The “latest cholesterol research 2020” is a new study that has been released. The study has found that the popular knowledge about cholesterol is wrong and it actually helps to lower your risk of developing heart disease and stroke.

When I released the findings of my testosterone-boosting experiment in 2013, several readers chastised me for advising a high-cholesterol, high-fat diet. Despite the fact that I also disclosed the results of my blood test, which revealed fantastic cholesterol values, they said I was preaching a risky diet that would lead to heart disease and obesity.

I don’t hold these folks responsible for their remarks. Most of them, like myself, grew up in the 1980s and 1990s, when it was common knowledge that eating a high-cholesterol, high-fat diet would lead to heart disease and other health issues.

But almost everything we thought we understood about cholesterol turns out to be false. (This includes me and what I believed was a strong correlation between this lipid molecule and testosterone!)

Cholesterol, in reality, isn’t a terrible guy. He’s merely been misinterpreted. And now, we’re going to tell you all you need to know about Mr. Cholesterol and give you the inside scoop on this molecule.

Cholesterol’s Advantages

You’d die if you didn’t have cholesterol.

It’s as simple as that.

This is due to the fact that cholesterol is the basic material that your body requires for a variety of tasks. Did you know that all of your cells’ membranes contain a significant quantity of cholesterol? We’d be jelly blobs if we didn’t have it since our cells wouldn’t have any structure.

Apart from preventing us from melting into pools of goop, cholesterol has the following advantages:

Cholesterol is used to make sex hormones. Cholesterol is used to generate testosterone, the hormone that gives you hair on your chest and makes you powerful like a bull. T isn’t the only one. Estrogen and the other sex hormones required for female sexual characteristics are also generated from cholesterol.

Because cholesterol is a precursor to testosterone, men who take statins (cholesterol-lowering medicines) often experience a decrease in libido and an increase in erectile dysfunction. Several investigations have proven the link between low testosterone levels and low cholesterol levels.

Is this also true in reverse? Is it true that increasing your cholesterol intake will raise your testosterone levels? I thought the answer was yes throughout my testosterone-boosting experiment, which is why I ate eggs and red meat for three months.
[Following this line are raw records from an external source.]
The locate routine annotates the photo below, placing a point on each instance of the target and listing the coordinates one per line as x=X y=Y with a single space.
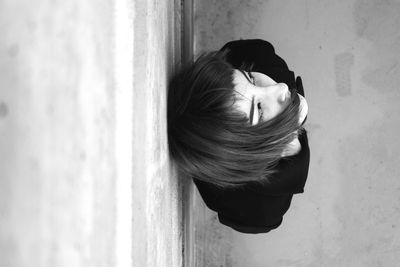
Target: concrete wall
x=347 y=53
x=84 y=173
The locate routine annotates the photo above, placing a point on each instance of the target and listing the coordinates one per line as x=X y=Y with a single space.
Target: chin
x=303 y=109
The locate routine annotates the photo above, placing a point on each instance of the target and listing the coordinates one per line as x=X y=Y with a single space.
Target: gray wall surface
x=347 y=53
x=85 y=178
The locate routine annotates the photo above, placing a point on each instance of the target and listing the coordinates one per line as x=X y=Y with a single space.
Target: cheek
x=242 y=107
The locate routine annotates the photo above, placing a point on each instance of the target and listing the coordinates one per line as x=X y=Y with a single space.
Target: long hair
x=213 y=142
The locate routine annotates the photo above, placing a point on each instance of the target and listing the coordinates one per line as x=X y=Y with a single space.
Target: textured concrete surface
x=157 y=223
x=84 y=173
x=347 y=53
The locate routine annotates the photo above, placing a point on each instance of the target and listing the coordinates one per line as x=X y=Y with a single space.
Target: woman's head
x=210 y=134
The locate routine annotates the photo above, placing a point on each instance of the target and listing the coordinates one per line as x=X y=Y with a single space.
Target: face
x=261 y=98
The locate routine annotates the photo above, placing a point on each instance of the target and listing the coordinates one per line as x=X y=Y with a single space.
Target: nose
x=282 y=91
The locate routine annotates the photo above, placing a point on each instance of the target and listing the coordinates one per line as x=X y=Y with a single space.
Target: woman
x=235 y=122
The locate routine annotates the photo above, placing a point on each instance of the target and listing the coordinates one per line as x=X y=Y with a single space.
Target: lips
x=303 y=110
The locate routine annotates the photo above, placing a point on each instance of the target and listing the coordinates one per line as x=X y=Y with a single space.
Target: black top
x=254 y=207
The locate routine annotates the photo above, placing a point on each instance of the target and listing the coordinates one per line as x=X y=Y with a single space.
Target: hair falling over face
x=209 y=139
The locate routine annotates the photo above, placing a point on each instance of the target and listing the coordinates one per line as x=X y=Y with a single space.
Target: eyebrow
x=245 y=75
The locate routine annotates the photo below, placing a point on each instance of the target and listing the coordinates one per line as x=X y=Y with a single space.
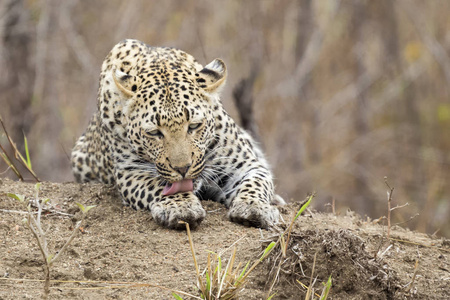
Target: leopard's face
x=174 y=137
x=166 y=114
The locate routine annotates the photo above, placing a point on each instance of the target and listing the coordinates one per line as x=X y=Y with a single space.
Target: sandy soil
x=119 y=244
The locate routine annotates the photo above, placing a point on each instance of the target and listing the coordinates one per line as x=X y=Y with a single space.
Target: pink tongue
x=185 y=185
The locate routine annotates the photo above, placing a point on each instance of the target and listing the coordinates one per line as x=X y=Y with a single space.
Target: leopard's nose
x=182 y=170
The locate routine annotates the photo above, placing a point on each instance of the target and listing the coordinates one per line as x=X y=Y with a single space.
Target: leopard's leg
x=251 y=199
x=140 y=190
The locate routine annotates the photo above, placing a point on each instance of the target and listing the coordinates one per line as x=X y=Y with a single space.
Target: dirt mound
x=119 y=245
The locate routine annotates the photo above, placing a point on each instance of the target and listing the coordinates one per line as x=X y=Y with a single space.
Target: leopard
x=161 y=137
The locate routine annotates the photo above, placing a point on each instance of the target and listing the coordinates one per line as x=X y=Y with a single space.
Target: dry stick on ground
x=390 y=192
x=34 y=223
x=17 y=156
x=310 y=289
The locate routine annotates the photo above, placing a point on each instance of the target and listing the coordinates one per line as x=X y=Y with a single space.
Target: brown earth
x=119 y=244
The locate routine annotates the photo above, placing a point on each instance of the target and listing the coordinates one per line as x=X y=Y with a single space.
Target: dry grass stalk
x=17 y=155
x=216 y=282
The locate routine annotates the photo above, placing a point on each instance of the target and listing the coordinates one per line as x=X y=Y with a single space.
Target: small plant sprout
x=34 y=224
x=218 y=282
x=284 y=242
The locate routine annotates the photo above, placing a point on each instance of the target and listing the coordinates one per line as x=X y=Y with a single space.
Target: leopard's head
x=170 y=120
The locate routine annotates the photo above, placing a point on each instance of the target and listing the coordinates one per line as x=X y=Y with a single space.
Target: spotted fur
x=160 y=120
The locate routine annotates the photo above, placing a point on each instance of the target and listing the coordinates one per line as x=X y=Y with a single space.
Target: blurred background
x=345 y=92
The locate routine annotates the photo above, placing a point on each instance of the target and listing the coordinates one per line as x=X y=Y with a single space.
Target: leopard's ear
x=213 y=76
x=124 y=82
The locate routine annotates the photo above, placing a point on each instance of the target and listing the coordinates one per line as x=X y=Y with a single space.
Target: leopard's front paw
x=179 y=207
x=257 y=214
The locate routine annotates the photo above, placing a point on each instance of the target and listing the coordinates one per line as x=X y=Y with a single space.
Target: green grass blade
x=208 y=283
x=27 y=152
x=176 y=296
x=326 y=290
x=268 y=249
x=304 y=206
x=18 y=197
x=243 y=272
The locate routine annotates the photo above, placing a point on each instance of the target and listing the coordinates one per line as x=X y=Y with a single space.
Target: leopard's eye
x=194 y=126
x=155 y=133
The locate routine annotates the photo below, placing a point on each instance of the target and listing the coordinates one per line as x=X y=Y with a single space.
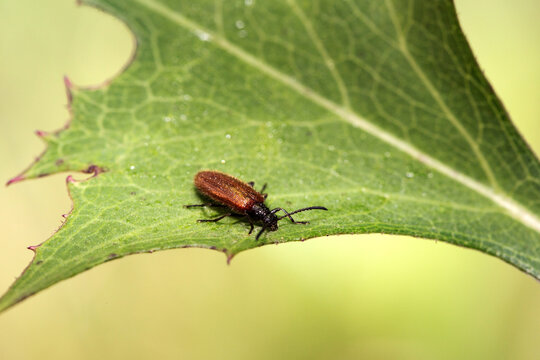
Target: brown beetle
x=241 y=199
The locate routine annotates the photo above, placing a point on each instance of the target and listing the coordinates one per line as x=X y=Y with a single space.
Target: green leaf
x=374 y=109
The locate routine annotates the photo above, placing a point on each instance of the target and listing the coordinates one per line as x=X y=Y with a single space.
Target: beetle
x=241 y=199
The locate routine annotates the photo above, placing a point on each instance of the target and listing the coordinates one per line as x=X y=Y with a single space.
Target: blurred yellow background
x=346 y=297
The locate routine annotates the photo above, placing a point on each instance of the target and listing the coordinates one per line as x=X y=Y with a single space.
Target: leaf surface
x=376 y=110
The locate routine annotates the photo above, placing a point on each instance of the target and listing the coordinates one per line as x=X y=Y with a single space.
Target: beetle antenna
x=300 y=210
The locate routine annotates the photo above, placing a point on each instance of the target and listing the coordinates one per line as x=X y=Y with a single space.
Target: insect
x=241 y=199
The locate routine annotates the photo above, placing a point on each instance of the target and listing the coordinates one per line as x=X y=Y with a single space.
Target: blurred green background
x=346 y=297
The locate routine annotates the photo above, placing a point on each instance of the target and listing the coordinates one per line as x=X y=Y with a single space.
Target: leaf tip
x=33 y=247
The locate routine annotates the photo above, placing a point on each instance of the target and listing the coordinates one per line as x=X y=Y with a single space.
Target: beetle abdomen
x=227 y=190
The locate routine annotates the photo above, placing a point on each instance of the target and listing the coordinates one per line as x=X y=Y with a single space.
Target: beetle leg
x=216 y=219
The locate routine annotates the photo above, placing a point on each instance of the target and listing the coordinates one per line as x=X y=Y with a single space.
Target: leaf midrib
x=512 y=208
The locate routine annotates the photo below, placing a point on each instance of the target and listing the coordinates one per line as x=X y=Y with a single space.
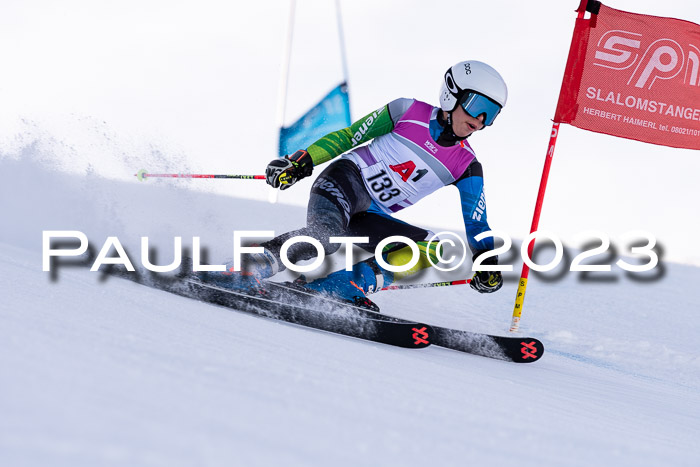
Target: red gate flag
x=633 y=76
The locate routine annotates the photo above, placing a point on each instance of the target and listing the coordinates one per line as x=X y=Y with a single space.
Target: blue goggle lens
x=475 y=104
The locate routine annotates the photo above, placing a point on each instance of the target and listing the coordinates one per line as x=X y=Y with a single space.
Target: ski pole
x=430 y=284
x=143 y=174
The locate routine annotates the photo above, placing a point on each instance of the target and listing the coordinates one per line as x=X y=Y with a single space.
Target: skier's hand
x=285 y=172
x=487 y=281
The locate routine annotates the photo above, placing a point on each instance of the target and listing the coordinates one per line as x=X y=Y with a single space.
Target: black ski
x=337 y=318
x=509 y=348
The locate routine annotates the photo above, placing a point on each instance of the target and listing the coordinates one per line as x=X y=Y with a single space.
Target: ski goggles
x=475 y=104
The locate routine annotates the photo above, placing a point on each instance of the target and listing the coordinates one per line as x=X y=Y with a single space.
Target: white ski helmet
x=476 y=77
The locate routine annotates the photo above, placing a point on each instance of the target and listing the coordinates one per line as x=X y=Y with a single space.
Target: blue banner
x=330 y=114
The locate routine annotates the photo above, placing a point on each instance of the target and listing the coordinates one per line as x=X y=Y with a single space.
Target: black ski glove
x=487 y=281
x=285 y=172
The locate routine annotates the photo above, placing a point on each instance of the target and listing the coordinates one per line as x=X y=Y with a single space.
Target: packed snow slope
x=108 y=372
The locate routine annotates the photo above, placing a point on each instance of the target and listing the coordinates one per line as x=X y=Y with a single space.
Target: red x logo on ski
x=529 y=350
x=420 y=336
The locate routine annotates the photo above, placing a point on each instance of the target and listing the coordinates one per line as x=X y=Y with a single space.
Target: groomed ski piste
x=109 y=372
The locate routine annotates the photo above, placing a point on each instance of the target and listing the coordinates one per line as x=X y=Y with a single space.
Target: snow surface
x=96 y=372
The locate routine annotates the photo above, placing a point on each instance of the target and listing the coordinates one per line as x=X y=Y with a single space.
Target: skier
x=415 y=149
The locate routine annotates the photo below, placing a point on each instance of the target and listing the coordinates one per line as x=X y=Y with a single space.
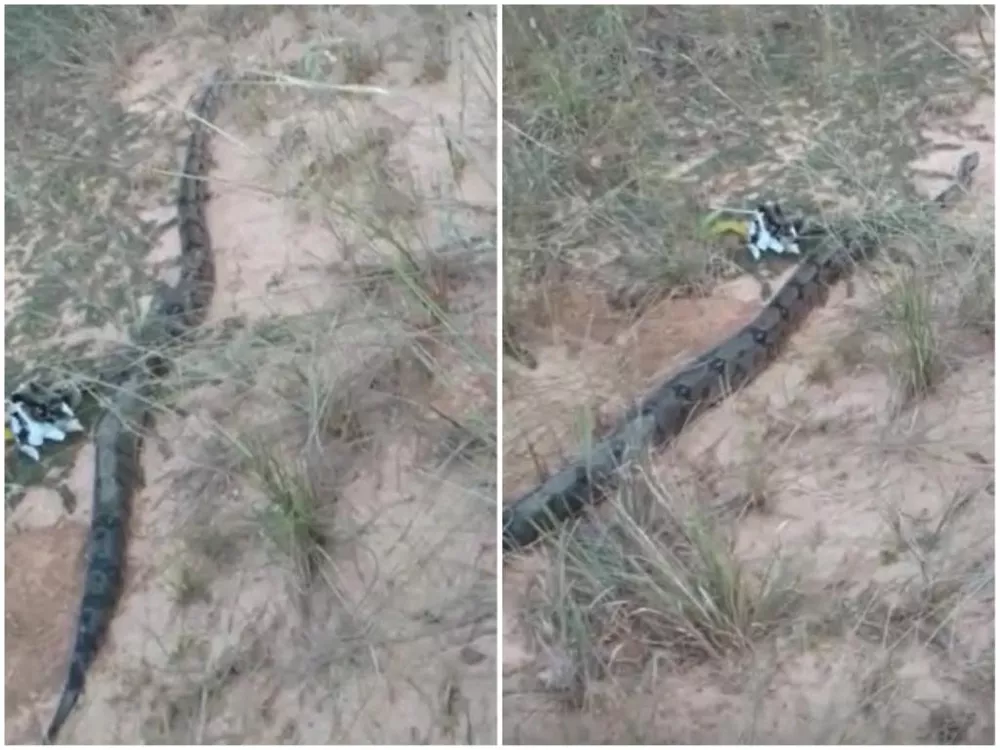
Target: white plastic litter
x=769 y=232
x=35 y=416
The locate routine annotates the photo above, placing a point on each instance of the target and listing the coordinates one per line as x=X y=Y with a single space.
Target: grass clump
x=657 y=575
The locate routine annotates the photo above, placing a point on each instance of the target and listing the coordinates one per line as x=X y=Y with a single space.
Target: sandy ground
x=399 y=647
x=838 y=466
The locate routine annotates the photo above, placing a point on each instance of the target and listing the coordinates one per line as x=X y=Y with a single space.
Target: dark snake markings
x=117 y=439
x=665 y=411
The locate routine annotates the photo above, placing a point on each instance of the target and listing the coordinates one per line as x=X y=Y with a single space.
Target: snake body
x=117 y=436
x=700 y=384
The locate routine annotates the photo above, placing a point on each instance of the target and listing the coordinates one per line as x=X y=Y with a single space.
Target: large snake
x=700 y=384
x=117 y=438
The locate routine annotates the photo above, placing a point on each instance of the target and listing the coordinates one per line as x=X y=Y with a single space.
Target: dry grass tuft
x=365 y=362
x=623 y=127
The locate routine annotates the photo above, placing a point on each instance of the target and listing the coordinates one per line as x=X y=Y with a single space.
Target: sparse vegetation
x=849 y=596
x=314 y=537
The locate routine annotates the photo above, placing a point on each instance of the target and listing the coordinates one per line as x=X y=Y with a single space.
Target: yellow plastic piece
x=728 y=226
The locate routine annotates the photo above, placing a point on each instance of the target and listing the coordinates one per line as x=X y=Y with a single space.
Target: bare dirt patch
x=811 y=561
x=312 y=557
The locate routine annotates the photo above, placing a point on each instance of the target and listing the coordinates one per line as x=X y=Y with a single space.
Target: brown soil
x=215 y=639
x=839 y=462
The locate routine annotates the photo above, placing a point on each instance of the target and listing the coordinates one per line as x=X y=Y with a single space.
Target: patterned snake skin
x=702 y=383
x=117 y=438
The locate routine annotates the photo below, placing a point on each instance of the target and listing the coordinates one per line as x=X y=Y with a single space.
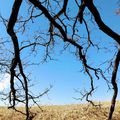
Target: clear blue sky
x=64 y=73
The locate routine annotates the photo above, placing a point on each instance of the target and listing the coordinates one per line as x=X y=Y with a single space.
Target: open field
x=65 y=112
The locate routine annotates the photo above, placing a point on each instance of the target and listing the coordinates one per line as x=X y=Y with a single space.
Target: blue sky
x=64 y=73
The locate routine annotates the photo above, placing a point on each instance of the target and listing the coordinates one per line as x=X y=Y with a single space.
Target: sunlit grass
x=64 y=112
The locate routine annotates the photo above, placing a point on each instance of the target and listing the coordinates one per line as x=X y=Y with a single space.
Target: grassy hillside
x=65 y=112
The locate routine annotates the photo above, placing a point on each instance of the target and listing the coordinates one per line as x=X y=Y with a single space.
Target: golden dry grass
x=65 y=112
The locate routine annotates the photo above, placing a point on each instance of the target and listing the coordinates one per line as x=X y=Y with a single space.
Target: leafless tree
x=63 y=26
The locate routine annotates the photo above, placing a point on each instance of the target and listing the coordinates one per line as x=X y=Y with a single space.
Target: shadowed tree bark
x=58 y=28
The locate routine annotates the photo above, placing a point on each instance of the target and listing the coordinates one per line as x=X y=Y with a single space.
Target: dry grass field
x=65 y=112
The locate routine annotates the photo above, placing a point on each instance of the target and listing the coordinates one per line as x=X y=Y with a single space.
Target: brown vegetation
x=65 y=112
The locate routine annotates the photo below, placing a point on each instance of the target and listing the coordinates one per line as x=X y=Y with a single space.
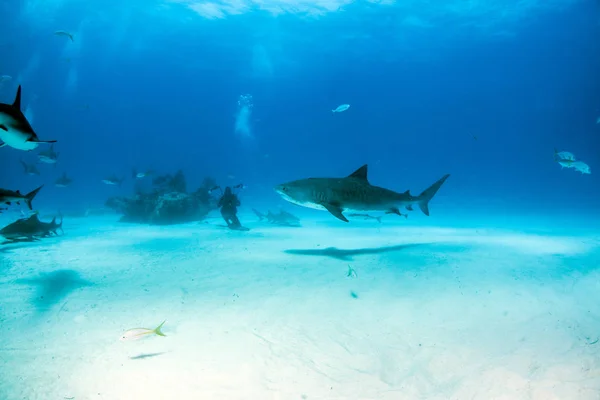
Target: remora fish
x=138 y=333
x=368 y=216
x=30 y=228
x=353 y=193
x=113 y=180
x=283 y=218
x=48 y=156
x=15 y=130
x=65 y=33
x=8 y=197
x=341 y=108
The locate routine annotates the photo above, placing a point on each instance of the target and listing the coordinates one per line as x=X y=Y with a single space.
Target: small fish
x=351 y=272
x=341 y=108
x=366 y=216
x=138 y=333
x=563 y=156
x=66 y=34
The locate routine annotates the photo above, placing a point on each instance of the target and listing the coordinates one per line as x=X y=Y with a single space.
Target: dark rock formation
x=167 y=203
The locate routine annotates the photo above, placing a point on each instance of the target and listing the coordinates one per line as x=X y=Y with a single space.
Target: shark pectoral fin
x=336 y=211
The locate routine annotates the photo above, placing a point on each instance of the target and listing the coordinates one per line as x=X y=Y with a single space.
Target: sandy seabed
x=432 y=313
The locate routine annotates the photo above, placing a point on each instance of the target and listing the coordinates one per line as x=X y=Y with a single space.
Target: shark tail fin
x=30 y=196
x=427 y=195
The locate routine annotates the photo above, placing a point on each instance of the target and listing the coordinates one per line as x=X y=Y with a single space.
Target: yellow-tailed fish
x=139 y=333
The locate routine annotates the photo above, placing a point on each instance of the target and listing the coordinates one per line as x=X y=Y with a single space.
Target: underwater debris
x=30 y=228
x=368 y=216
x=351 y=272
x=113 y=180
x=283 y=218
x=168 y=203
x=139 y=333
x=135 y=174
x=8 y=197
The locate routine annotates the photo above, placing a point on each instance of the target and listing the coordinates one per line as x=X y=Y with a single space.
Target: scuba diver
x=228 y=203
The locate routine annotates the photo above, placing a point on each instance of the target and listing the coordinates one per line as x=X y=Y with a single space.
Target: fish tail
x=30 y=196
x=158 y=330
x=427 y=195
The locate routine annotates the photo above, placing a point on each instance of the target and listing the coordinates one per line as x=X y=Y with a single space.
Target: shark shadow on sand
x=147 y=355
x=347 y=254
x=53 y=287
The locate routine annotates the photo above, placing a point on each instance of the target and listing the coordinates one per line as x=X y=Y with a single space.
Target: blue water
x=482 y=90
x=158 y=87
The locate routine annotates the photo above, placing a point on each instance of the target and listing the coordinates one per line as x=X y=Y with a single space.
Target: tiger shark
x=353 y=193
x=15 y=130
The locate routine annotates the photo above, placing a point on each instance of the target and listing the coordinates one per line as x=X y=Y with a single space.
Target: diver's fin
x=335 y=211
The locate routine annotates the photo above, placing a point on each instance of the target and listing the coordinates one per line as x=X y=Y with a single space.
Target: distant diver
x=228 y=203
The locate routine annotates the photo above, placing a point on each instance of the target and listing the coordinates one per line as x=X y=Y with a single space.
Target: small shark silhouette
x=30 y=228
x=353 y=193
x=113 y=180
x=15 y=130
x=8 y=197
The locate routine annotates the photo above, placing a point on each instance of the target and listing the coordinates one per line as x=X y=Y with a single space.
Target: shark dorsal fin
x=17 y=103
x=360 y=173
However, after doing further research, I couldn’t locate a single study that showed whether or not increasing dietary cholesterol increases T levels, which is rather unexpected. Researchers have discovered that the Leydig cells in your testicles, which produce testosterone, have higher cholesterol needs than other cells. However, it’s unclear where they receive their additional cholesterol. When overall testosterone levels are low, Leydig cells may produce their own cholesterol for testosterone; but, when Leydig cells are compelled to do so, T levels decline. So, maybe dietary cholesterol fills in the blanks? (It’s worth noting that one research found that olive oil causes Leydig cells to absorb more cholesterol, resulting in higher T levels.) Don’t skimp on the olive oil on your salad!)

 

Tim Ferriss experimented with raising his T levels by taking enormous quantities of cholesterol immediately before bedtime, in the form of a smoothie prepared from whole milk and four raw eggs. His own experiment revealed that when he drank the shake the night before, his T levels were higher than when he didn’t. Yes, it’s an n+1 experiment that lacks the rigor of more rigorous investigations, but it’s still a fascinating outcome to explore.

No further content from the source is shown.